Confocal microscopy of glucocerebrosidase (GBA1) by activity-based probe (ABP) labelling and LAMP1 antibody staining. (A) Human monocyte-derived macrophages and (B) RAW264.7 cells. Both samples were incubated in situ with 5 nM ABP 3 (Red). Afterwards, samples were fixed, stained with α-LAMP1-antibody (green) and nuclei was stained with 0.5 µM SYTOX Green for (A) or 10 µg/mL DAPI for (B) (blue). Scale bar: 20 µm.

Figure 5

Effect of glucocerebrosidase inhibition by small molecule inhibitor in human monocyte-derived macrophages (HMDMs). HMDMs were cultured in the presence of 100 nM compound 1, a cell permeable inhibitor of glucocerebrosidase (GBA1), for 2 or 7 days. Fresh medium with inhibitor was added every 2 days and cells were harvest at 21 days post isolation and lysate was used for the analysis of (A) unbound GBA1 detection by activity-based probe ABP 5 (B) residual relative GBA1 enzyme activity (C) chitotriosidase (Chito) enzyme activity in culture medium and cell lysate and (D) glycosphingolipids (pmol/mg protein) quantification of hexosylceramide (HexCer), the deacylated for hexosylsphingosine (HexSph) and hexosylcholesterol (HexChol). GBA1 irreversible inhibition with compound 1 for 7 days (E) did not show any morphological changes to HMDMs. SDS-Page gel is a representative example of n = 3 experiments. Values are expressed as mean ± SD using n = 3 for (B,D), and n = 1 for (C) all with technical triplicates and ns = non significant, * p < 0.033, ** p < 0.002 and *** p < 0.001. Scale bar: 25 µm for (E).

Figure 6

Uptake of therapeutic recombinant human glucocerebrosidase by human monocyte-derived macrophages. Endogenous glucocerebrosidase (GBA1) in human monocyte-derived macrophages (HMDMs) was blocked with ABP 3 and cells were incubated with recombinant human glucocerebrosidase (rhGBA1) pre-labelled with ABP 4 for 6 h.
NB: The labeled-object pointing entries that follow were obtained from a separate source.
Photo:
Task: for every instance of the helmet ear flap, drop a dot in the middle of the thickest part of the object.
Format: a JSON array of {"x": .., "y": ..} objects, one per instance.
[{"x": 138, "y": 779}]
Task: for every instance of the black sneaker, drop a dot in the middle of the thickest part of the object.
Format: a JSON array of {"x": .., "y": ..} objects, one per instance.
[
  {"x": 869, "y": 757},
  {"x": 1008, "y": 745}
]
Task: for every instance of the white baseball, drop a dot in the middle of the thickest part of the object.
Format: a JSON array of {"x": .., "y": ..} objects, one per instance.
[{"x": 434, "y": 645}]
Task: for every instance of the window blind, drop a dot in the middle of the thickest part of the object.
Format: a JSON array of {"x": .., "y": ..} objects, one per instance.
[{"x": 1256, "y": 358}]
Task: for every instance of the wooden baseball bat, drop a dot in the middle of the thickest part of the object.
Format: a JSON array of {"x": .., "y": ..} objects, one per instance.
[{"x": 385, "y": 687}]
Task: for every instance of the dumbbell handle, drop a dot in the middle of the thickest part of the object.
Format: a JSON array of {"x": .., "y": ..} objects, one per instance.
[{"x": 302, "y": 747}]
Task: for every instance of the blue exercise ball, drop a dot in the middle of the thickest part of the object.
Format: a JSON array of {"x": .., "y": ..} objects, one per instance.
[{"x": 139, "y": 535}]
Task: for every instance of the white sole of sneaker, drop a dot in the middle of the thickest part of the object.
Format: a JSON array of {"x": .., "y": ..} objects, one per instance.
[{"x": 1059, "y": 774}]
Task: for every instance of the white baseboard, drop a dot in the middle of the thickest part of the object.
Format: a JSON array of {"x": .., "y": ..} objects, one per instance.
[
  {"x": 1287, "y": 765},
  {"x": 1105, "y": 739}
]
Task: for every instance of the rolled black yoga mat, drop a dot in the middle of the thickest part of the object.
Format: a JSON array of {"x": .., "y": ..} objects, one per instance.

Lysate of HMDMs analysed on SDS-PAGE gel (A) showing endogenous GBA1 (red) and internalised rhGBA1 (green) (B) western blot of the same gel stained for mannose-receptor (MR) and β-Actin loading control. (C) Relative intensities of internalised rhGBA1 and MR normalised towards β-actin of gel and blot seen in (A,B). (D) Confocal microscopy visualization of endogenous GBA1 (red) and internalised rhGBA1 (green) in HMDMs; after fixation, the nuclei were stained with 10 µg/mL DAPI (blue). Scale bar: 20 µm. Gels and Western Blots are representative example of n = 3 experiments.